Court scrambles to find dates for businessman's sexual assault retrial

Dartmouth businessman's new trial on sex assault charges delayed by a year

The Nova Scotia Supreme Court is now scrambling to find new trial dates for Michael Raymond Kobylanski after a jury failed to reach verdicts on four charges following the Dartmouth businessman's sexual assault trial.

Last week, a jury convicted the 41-year-old of assault, found him not guilty of choking, but said it couldn't come to decisions on charges of sexual assault, uttering threats, confinement and committing a sexual assault with a weapon.
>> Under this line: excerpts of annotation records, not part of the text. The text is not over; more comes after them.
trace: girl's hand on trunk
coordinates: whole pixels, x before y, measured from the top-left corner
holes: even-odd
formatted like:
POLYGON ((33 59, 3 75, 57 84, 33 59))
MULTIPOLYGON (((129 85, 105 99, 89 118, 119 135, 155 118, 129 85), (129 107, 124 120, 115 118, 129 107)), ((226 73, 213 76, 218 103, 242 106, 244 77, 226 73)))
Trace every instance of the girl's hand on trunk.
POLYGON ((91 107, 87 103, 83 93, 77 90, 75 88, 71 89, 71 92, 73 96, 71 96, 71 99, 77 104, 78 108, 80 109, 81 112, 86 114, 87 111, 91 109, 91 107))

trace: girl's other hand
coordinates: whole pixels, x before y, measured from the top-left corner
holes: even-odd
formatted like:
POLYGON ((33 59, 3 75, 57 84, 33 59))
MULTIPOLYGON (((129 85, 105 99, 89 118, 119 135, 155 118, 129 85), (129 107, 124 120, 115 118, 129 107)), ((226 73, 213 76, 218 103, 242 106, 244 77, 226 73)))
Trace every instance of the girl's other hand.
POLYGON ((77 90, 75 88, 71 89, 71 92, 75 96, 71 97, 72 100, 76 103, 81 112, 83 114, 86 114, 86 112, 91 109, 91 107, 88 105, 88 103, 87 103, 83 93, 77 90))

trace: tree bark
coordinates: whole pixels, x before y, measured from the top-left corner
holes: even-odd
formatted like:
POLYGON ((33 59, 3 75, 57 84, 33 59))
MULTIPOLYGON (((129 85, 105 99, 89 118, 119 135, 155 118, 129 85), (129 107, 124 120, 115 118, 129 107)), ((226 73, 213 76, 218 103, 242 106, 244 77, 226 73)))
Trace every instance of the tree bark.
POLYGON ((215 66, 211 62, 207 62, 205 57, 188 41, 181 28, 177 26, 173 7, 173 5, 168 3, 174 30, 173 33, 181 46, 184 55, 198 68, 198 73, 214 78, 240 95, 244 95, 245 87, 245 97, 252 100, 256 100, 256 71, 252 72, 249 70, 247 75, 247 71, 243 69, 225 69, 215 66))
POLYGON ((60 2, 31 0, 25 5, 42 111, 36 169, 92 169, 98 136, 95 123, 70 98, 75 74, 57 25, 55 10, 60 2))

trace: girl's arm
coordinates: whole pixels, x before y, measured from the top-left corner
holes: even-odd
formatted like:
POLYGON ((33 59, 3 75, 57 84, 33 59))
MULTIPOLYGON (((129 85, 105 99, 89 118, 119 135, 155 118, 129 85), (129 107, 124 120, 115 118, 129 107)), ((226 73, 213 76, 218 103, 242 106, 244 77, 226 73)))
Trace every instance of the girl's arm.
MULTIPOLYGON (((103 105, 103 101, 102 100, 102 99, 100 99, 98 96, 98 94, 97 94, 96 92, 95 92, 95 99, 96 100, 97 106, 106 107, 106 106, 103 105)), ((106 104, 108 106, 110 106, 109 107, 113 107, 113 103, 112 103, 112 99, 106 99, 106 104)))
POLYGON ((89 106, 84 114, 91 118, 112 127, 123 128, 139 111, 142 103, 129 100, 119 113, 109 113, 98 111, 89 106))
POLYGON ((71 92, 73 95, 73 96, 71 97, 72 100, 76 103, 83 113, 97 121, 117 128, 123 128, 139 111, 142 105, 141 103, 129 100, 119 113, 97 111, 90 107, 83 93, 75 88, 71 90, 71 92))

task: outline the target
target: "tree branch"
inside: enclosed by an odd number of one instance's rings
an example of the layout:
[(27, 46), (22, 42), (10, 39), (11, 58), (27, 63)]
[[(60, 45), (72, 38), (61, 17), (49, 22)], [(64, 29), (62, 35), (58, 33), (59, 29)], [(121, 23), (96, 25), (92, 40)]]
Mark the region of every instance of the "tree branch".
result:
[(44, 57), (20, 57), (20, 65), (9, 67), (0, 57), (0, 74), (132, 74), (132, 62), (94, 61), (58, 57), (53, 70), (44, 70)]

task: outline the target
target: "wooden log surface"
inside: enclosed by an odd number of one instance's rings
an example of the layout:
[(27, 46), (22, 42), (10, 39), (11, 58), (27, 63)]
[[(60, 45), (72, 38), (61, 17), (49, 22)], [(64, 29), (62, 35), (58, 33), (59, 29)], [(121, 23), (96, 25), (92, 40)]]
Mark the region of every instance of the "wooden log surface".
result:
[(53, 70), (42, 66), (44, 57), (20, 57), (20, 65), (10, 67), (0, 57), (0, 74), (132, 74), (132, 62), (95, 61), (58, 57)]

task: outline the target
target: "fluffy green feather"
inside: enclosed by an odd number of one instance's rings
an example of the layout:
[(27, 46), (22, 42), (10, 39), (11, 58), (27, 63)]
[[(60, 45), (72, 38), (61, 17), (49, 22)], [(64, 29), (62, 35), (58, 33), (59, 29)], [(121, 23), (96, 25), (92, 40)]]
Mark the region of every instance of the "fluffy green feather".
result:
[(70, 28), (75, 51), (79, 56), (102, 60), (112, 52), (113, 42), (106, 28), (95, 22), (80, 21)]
The charges relate to incidents in 2014 and 2015 when Kobylanski is accused of threatening and assaulting a 17-year-old girl who worked for him.

Kobylanski will go on trial again for the four outstanding charges and he was in court Thursday morning to set new dates.

Crown and defence requested 13 days for the new trial because the jury deliberated for three days in his last trial.

For now, Kobylanski's new trial is tentatively scheduled to begin in April of next year. But those dates fall outside the new 30-month time limits imposed on trials by the Supreme Court of Canada.

In court Thursday morning, Crown prosecutor Susan MacKay said Kobylanski will reach that 30-month deadline next January.

Court officials will spend the next two weeks trying to find 13 days this fall to hold his trial.

He is scheduled to be sentenced on the assault charge next month.